On eclipse morning, there was some residual cirrus cloud at first contact (start of partial phase), which seemed to dissipate as the eclipse progressed.
Wearing our protective solar glasses, we watch the partially eclipsed Sun prior to totality.

My equipment is set up in the foreground. A Nikon D750 DSLR camera with a AF-S Nikkor 35mm f/1.8 lens is on the left, and my second Nikon D750 is attached to a Meade 4" f/10 Schmidt-Cassegrain telescope on the right.

I had planned and practiced a series of detailed images and videos with the two cameras for the eclipse. But I should have known that using two new DSLR cameras would have been a challenge. As it turned out, the initial partial shots worked well, but I missed the start of totality because I couldn't do a last-minute focus adjustment on the telescope. Then I realized that the Nikon-lens combination wasn't shooting at the proper exposure. By the time I figured out all the problems, I had 44 seconds of totality remaining. I had a quick look through the binoculars and started some photographs through the telescope. I took only a few pictures before the diamond ring signalled the end of totality. Because I couldn't do a final focus adjustment, my telescope pictures were not precisely focused. My images of the diffuse corona, such as the one at the top of this page, still looked pretty good.
For planning purposes prior to the eclipse, individual snapshots of the partial phase generated with SkyMap Pro 9 were merged in Photoshop CC. Compare with the actual results below.

A composite image of totality (without a solar filter) and a series of the partially eclipsed Sun with a solar filter, taken every five minutes. I used a Nikon D750 DSLR camera with a AF-S Nikkor 35mm f/1.8 lens. The individual image files were merged in Photoshop CC.

A video created in Photoshop CC from a series of images taken every second shows the end of totality. Notice how the Moon's shadow moves to the lower left corner of the frame as it continues eastward. This time-lapse sequence is ten times faster than it actually happened.

As the sky brightened, it became clear that there was very faint cirrus around the Sun, but it didn't affect the view of the corona.

Click on the control buttons to replay the video. Choose full-screen if your browser/player supports it.

A gallery of photographs taken with my Meade 4" f/10 Schmidt-Cassegrain telescope and a Nikon D750 DSLR camera. The partial shots were taken every five minutes. The last two photographs show the corona and the diamond ring at the end of totality.

Three short exposures through the telescope near the end of totality reveal the inner corona, the emergence of the chromosphere, and several prominences.

While I was disappointed that I didn't capture all the videos and photographs that I had hoped for, I was happy with what I ended up with. The digital files allowed me to process and combine images to produce some interesting displays.

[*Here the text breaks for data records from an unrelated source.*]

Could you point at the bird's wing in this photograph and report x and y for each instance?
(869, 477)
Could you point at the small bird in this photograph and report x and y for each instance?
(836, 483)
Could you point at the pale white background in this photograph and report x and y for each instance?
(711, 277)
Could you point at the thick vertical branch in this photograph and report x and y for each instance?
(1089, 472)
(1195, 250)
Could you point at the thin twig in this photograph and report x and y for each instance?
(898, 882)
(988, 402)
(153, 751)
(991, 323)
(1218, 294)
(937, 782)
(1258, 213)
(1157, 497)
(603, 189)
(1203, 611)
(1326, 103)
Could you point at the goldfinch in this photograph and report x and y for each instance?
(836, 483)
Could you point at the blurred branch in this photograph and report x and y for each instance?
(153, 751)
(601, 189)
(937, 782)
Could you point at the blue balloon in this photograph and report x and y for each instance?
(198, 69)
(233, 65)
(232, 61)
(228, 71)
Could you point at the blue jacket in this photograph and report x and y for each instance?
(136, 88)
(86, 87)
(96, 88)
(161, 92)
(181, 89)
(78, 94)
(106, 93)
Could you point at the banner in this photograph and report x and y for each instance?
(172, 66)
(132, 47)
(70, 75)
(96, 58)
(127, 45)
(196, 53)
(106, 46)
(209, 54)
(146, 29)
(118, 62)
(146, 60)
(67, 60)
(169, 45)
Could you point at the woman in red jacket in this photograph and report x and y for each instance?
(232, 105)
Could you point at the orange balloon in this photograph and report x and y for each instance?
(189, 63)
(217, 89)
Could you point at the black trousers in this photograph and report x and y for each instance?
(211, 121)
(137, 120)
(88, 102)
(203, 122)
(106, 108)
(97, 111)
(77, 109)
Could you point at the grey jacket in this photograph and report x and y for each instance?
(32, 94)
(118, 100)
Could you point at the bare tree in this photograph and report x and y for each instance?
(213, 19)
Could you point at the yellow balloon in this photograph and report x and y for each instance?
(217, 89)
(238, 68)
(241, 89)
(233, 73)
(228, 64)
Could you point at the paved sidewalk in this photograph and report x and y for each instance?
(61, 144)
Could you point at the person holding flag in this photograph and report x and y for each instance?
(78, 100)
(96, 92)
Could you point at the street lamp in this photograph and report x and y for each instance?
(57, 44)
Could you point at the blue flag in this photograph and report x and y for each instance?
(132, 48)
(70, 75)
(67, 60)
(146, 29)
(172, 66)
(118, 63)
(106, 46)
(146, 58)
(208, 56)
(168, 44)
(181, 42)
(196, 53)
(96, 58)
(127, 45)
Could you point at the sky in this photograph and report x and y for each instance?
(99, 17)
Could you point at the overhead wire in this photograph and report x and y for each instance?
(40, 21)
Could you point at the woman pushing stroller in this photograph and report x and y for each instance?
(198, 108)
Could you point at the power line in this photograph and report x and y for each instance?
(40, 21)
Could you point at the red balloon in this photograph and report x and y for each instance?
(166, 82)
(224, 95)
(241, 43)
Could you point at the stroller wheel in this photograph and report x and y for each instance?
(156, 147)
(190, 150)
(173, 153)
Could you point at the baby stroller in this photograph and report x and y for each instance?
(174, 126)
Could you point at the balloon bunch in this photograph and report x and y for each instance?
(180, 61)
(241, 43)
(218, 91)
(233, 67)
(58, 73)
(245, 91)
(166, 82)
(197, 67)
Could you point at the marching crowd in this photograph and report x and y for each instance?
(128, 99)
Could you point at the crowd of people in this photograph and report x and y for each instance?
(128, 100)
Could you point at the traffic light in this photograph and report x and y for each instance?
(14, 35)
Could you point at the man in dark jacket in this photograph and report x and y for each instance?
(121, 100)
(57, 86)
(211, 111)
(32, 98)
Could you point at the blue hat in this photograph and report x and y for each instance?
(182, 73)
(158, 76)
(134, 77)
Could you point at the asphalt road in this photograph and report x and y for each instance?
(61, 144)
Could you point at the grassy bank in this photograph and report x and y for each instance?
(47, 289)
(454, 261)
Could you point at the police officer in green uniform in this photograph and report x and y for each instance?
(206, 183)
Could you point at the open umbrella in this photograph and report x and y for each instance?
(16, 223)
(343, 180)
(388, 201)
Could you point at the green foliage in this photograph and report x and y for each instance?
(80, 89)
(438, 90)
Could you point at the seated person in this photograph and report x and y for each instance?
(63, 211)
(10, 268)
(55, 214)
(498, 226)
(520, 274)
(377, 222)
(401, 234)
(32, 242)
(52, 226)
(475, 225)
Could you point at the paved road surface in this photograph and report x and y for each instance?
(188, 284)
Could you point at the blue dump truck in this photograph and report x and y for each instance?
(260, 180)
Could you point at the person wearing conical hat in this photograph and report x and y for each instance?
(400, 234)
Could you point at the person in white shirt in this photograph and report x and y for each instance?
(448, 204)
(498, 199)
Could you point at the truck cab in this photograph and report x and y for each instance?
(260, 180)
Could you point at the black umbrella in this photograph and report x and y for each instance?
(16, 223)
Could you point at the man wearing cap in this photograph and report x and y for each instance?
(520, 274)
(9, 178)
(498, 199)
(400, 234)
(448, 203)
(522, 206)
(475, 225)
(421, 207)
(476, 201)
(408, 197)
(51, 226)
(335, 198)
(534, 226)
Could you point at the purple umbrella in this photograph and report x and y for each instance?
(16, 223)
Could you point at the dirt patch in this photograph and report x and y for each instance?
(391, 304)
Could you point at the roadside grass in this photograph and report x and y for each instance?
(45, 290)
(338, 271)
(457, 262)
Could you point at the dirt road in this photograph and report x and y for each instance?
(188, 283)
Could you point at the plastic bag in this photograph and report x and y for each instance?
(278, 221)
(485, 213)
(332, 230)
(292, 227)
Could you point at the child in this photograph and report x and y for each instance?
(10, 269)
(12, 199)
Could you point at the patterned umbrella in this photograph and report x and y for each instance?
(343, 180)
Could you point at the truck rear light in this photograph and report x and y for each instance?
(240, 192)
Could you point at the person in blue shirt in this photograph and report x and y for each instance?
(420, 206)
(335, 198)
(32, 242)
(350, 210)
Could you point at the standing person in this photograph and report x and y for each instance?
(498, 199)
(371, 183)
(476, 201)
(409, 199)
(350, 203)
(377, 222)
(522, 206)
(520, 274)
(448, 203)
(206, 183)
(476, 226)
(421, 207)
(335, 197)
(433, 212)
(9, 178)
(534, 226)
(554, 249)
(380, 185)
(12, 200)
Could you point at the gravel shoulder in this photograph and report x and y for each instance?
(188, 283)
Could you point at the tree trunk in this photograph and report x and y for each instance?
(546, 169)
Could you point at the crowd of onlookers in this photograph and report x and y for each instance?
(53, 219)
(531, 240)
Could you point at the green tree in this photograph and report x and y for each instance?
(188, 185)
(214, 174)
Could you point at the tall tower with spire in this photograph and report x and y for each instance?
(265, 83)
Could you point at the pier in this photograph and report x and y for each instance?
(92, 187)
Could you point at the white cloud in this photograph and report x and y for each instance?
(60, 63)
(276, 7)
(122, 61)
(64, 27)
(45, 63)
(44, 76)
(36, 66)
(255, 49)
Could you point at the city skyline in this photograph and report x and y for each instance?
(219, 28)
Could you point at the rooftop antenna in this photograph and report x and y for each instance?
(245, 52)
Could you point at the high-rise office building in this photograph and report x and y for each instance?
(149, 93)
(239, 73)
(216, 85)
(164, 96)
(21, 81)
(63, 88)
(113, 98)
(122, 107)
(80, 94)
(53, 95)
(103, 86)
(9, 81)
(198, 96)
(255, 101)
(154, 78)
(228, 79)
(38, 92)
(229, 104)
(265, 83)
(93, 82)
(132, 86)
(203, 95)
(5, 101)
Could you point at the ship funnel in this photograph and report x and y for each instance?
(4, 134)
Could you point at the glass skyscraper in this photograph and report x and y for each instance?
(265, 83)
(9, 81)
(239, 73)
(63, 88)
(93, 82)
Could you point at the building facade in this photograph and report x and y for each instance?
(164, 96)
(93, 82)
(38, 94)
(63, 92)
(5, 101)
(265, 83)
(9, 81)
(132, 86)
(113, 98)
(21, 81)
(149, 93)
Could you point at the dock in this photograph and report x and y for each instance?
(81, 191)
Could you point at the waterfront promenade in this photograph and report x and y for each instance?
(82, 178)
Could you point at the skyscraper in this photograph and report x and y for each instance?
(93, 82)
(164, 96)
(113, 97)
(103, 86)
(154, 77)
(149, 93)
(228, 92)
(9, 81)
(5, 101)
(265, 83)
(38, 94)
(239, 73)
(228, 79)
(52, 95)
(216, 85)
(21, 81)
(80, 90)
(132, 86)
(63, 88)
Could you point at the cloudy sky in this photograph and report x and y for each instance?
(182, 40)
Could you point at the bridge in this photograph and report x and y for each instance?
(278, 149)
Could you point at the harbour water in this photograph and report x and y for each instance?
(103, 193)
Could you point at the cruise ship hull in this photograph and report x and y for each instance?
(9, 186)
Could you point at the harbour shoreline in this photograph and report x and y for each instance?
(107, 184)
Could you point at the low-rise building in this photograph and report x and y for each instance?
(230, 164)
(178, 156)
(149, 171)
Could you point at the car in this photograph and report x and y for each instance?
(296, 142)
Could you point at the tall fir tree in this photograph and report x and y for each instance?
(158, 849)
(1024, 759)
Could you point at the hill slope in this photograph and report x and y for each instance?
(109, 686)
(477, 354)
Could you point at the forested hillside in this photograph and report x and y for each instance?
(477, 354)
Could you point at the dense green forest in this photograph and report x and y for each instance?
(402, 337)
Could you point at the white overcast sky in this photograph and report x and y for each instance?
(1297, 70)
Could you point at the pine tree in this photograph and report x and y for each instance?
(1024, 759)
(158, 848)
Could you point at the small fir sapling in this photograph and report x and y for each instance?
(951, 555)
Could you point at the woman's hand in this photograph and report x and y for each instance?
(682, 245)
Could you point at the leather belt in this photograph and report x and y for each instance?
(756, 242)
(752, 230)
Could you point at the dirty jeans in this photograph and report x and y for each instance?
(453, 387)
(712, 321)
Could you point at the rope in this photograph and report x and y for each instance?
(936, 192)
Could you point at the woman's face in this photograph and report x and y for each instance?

As soon as an eclipse has ended, plans are already being made for the next one. Total solar eclipses occur fairly frequently somewhere on the earth, but they tend to be in remote areas. Perhaps the next reasonable opportunity to observe totality will occur on April 8, 2024, when an eclipse occurs along a path from Mazatlan, Mexico, through Texas to Maine and extending into southeastern Canada. Weather prospects in Texas are favorable, so with a bit of luck Blythe and I hope to meet up with the Moon's shadow once again.
The April 8, 2024 eclipse will sweep across central Texas. This hand-drawn plot from 1979 also includes the 1994 annular eclipse (upper left) and the 2045 total eclipse (upper right).
A modern recomputation of the April 8, 2024 eclipse has a small west shift compared to the 1979 results, due to an improvement in our understanding of the Earth's irregular rotation.

The umbral shadow is shown at the time of maximum eclipse in Dallas, Texas.